Sarco non si allontana troppo dall’obiettivo eutanasico fondatore di EXIT. È bene sottolineare che ultimamente EXIT nella Svizzera tedesca ha deciso di lanciare il dibattito sulla possibilità di estendere il suicidio assistito anche alle persone anziane senza problemi di salute, mentre finora la gravità della malattia era uno dei criteri per poter accedere al servizio. 

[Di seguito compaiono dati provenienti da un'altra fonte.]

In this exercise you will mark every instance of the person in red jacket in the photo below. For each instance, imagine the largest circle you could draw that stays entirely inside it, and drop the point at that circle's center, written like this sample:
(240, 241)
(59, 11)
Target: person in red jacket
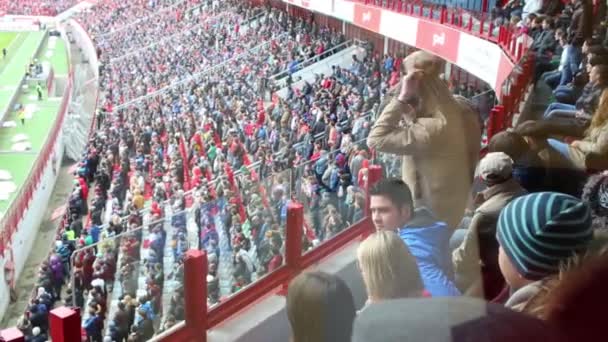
(276, 261)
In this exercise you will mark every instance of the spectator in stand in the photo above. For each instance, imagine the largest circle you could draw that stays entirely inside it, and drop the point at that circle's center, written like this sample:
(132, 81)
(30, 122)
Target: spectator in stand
(537, 233)
(392, 208)
(428, 145)
(475, 260)
(568, 300)
(587, 102)
(592, 150)
(596, 194)
(555, 77)
(320, 307)
(93, 325)
(388, 268)
(37, 336)
(448, 320)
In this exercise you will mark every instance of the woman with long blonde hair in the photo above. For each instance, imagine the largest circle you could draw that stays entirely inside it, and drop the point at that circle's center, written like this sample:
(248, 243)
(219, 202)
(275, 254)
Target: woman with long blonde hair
(388, 268)
(591, 152)
(320, 308)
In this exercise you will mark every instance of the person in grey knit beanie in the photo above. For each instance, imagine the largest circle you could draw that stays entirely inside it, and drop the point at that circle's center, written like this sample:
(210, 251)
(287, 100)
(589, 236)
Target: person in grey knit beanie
(537, 234)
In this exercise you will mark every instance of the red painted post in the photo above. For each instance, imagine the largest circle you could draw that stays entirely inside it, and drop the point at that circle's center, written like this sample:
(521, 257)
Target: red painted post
(374, 175)
(12, 335)
(64, 325)
(293, 240)
(195, 293)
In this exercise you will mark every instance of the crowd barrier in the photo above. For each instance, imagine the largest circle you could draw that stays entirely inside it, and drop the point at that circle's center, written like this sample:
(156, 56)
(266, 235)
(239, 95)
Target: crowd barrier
(512, 96)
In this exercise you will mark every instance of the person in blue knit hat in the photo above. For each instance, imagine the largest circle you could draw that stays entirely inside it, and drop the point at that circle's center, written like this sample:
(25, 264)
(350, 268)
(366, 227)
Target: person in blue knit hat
(537, 233)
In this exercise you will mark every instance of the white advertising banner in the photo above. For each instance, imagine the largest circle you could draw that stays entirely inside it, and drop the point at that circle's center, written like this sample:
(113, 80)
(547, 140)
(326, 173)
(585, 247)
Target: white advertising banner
(479, 57)
(343, 10)
(399, 27)
(18, 25)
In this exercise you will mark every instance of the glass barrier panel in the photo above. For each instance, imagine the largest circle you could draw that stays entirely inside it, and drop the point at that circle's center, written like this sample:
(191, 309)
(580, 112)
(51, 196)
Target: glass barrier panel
(332, 195)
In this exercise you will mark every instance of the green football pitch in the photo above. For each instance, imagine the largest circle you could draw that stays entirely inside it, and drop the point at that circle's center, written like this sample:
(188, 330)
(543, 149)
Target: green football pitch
(41, 115)
(6, 38)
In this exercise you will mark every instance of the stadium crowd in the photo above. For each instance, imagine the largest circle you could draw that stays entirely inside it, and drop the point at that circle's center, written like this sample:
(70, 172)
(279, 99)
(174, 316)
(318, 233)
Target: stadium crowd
(36, 8)
(208, 156)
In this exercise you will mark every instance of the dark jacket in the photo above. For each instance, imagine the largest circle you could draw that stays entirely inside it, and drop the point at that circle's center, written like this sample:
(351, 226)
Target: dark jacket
(428, 240)
(544, 43)
(479, 250)
(589, 99)
(581, 26)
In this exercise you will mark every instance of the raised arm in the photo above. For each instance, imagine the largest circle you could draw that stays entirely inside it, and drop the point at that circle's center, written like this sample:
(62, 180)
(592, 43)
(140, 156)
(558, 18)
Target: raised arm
(388, 136)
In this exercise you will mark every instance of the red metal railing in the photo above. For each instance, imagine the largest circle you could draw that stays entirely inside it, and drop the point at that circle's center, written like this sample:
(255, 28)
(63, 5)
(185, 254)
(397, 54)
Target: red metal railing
(199, 320)
(15, 213)
(65, 322)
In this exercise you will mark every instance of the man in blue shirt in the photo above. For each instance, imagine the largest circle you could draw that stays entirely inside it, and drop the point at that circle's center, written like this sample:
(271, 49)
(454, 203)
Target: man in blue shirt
(427, 238)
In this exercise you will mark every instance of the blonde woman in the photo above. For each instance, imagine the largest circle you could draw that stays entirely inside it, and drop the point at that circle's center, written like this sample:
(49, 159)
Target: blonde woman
(592, 150)
(320, 308)
(388, 268)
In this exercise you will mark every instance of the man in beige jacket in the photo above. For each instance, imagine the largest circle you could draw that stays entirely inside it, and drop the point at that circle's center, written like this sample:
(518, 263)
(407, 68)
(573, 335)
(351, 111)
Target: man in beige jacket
(437, 134)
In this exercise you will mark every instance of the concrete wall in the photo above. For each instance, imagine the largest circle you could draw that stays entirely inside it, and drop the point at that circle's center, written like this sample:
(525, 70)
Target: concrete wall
(266, 320)
(23, 239)
(84, 43)
(11, 104)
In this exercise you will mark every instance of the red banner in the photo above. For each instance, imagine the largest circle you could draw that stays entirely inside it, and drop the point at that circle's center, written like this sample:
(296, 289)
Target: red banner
(439, 40)
(368, 17)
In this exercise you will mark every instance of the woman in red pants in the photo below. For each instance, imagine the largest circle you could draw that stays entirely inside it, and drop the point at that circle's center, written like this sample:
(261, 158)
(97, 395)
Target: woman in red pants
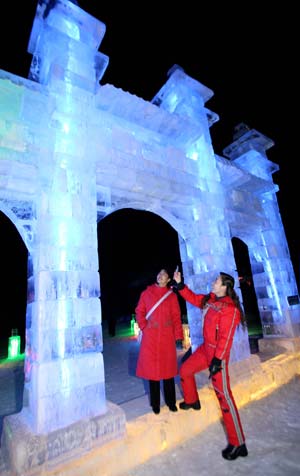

Sarco: una concorrente da allontanare 

Se il timore della Svizzera negli ultimi mesi era che la navetta mortale potesse minare la politica liberale sul suicidio assistito, ormai è tardi: si è creato un precedente e anche una concorrente. Sarco, introdotta in Svizzera, ha fatto una prima vittima. «Sarco ha funzionato come previsto» ha annunciato orgoglioso Nitschke. Insomma, è stata collaudata, adesso può essere venduta con la garanzia “a vita” e il caro Nitschke e i suoi amici americani potranno guadagnare un bel mucchietto di denaro a discapito della vita delle persone. Chi era infatti la sola persona che monitorava dalla Germania tutto il processo mentre questa donna premeva il pulsante per darsi la morte? Il copresidente di The Last Resort, Florian Willet. Non c’era nessun altro accanto a lei, né famigliari, né amici, c’era il promotore di una macchina che osservava attraverso una telecamera come si osserva una cavia da laboratorio. E come è stata collaudata? Willet ha affermato che il decesso della donna è stato “tranquillo, rapido e degno” e non solo, il tutto si è svolto “sotto gli alberi” in uno spazio verde privato. Una capsula ermetica con vista ampia sulla natura. Sembra lo spot pubblicitario di un’automobile. Peccato che il tasto di avvio della macchina è in questo caso quello che provoca la morte. Per quanto la Svizzera e il cantone di Sciaffusa si siano immediatamente mobilitati, la sfida è ormai lanciata. Se ognuno ha la “libertà di scegliere” la propria morte perché scegliere Exit piuttosto che The Last resort? Infondo, Sarco costa meno, è più rapido e poi il problema della condanna non si pone: chi viene condannato non è di certo la persona deceduta né i suoi famigliari, perché la decisione è personale ed irrevocabile. L’arrivo di Sarco ha infervorato le menti, uccidendo l’anima. 

La vita è un dono 

Forse alcune anime oseranno un giorno rispondere a questo vociare confuso e malato: perché non sta a noi decidere quando la nostra vita finisce, né a nessun altro. Perché la vita è un dono e accettarla per come ci viene data testimonia la più alta forma di intelligenza umana. Non si tratta di rimanere nel dolore senza curarlo o diminuirlo: le cure palliative aiutano il paziente a continuare il cammino verso la morte diminuendo il dolore fisico, senza però provocare la morte. Questo affinché, nonostante il corpo si indebolisca progressivamente, lo stato psichico, sociale e spirituale della persona possa accogliere il mistero della morte circondato dall’amore dei propri cari. 

Il modo di vivere si desidera, ma non si è padroni né della propria vita, né della propria morte, poiché la morte è davvero degna nel momento in cui oltrepassa l’umano e si abbandona al divino. Solo così potremo dire serenamente ai nostri cari prima della loro partenza un dolce “Arrivederci”.